A Trademark includes any word, name, symbol, device, or combination that is used in commerce to identify and distinguish the goods of one manufacturer or seller from those manufactured or sold by others, and also to indicate the source of the goods. In short, a trademark is a brand name. A service mark is any word, name, symbol, device or combination that is used or intended to be used in commerce to identify and distinguish the services of one provider from those of others and to indicate the source of the services. It is not necessary to register a trademark or service mark to prevent others from infringing upon the trademark. Trademarks generally become protected as soon as they are adopted by an organization and used in commerce, even before registration. With a federal trademark registration, the registrant is presumed to be entitled to use the trademark throughout the U.S. for goods or services for which the trademark is registered. 

A Copyright is a form of protection provided by the laws of the U.S. and other countries to the authors of "original works of authorship". This includes literary, dramatic, musical, artistic, and certain other intellectual works as well as computer software. This protection is available to both published and unpublished works. The Copyright Act usually gives the owner of the copyright the exclusive right to conduct and authorize various acts, including reproduction, public performance and making derivative works. Copyright protection is automatically secured when a work is fixed into a tangible medium such as a book, software code, video etc. In the United States, copyright protection lasts the lifetime of the author plus 70 years.

In some instances, the university registers copyrights, but generally not until a commercial product is ready for manufacture. All new software and source code intended for commercial distribution should be disclosed just as any new invention and processed and managed by the IDEA Center.

10. How are license revenues distributed?

The inventor’s share will be 50% of the first $100,000 of net revenue and 25% of any additional net revenue received by the IDEA Center thereafter. This share of royalties is divided equally among all inventors, unless all inventors agree in writing to another distribution formula of their collective choice.

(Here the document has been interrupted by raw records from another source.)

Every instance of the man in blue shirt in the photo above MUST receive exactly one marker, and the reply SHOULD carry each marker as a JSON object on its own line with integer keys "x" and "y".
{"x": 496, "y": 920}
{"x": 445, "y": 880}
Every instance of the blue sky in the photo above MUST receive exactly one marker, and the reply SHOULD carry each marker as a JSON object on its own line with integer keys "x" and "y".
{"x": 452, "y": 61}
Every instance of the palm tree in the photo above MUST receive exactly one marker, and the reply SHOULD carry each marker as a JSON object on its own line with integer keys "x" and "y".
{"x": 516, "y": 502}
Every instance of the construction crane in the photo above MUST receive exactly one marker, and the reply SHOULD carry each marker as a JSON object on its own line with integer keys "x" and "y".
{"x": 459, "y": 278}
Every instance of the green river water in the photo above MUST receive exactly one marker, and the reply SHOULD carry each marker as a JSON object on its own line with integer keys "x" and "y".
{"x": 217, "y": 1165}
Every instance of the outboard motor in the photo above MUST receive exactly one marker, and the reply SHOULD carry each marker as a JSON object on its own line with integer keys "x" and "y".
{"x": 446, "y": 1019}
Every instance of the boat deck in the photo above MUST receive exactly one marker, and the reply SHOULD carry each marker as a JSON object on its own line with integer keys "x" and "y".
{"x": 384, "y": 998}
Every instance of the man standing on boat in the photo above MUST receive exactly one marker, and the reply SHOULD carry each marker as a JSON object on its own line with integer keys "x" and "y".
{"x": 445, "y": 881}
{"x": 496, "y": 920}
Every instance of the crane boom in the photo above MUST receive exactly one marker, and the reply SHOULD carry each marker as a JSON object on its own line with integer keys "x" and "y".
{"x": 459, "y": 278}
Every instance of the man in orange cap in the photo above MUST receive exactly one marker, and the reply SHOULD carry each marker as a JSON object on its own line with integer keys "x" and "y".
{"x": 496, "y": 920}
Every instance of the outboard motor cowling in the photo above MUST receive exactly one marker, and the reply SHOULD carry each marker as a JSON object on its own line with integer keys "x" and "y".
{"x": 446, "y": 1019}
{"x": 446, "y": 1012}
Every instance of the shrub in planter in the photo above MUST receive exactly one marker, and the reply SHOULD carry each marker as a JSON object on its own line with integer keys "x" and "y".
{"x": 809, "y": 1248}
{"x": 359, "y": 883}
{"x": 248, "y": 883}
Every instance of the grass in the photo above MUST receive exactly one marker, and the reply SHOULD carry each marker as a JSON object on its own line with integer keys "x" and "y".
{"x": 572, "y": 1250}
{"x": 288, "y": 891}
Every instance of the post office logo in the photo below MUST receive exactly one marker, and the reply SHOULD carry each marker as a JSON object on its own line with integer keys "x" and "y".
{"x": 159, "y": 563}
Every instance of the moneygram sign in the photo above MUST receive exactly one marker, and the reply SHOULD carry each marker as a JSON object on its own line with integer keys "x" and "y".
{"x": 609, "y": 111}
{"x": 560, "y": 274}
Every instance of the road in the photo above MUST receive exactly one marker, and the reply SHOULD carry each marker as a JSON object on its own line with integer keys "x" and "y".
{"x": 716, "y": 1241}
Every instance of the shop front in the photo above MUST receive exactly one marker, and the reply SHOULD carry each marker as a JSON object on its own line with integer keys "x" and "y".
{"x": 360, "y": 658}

11. I am considering starting a company. Where do I begin?

The Commercialization Engine Team is the best starting point for initial consultation regarding your new venture development interests. We can help you understand key considerations, such as:

  • Your desired role in the venture and whether or not it's best for you to lead the company
  • Other management resources needed
  • Possible avenues for funding resources
  • Other avenues for support

We can also make referrals as appropriate to other organizations on campus and in the region based on the needs of your venture.

12. How does a company based on Notre Dame technology get started?

Filing the invention disclosure with the Commercialization Engine Team is always the first step. After that, the path to commercialization always leads to a license from the University to the company. Whether the technology is commercialized by a large, established company or a new start-up, the license is the mechanism used to give the company the necessary rights to use the University’s technology. 

13. Do I have to leave ND to start a new company? 

It depends on the role you want to play in the new company. If you plan to be the president or chief executive officer, you may find it difficult to fulfill your faculty responsibilities, avoid conflict of interest or conflict of commitment, and spend the time necessary to build your company. However, if you take a role that is less involved in the day-to-day management of the company, such as chief technical officer, you may very well be able to maintain both positions (see discussion of conflict of interest on how to disclose and manage both roles).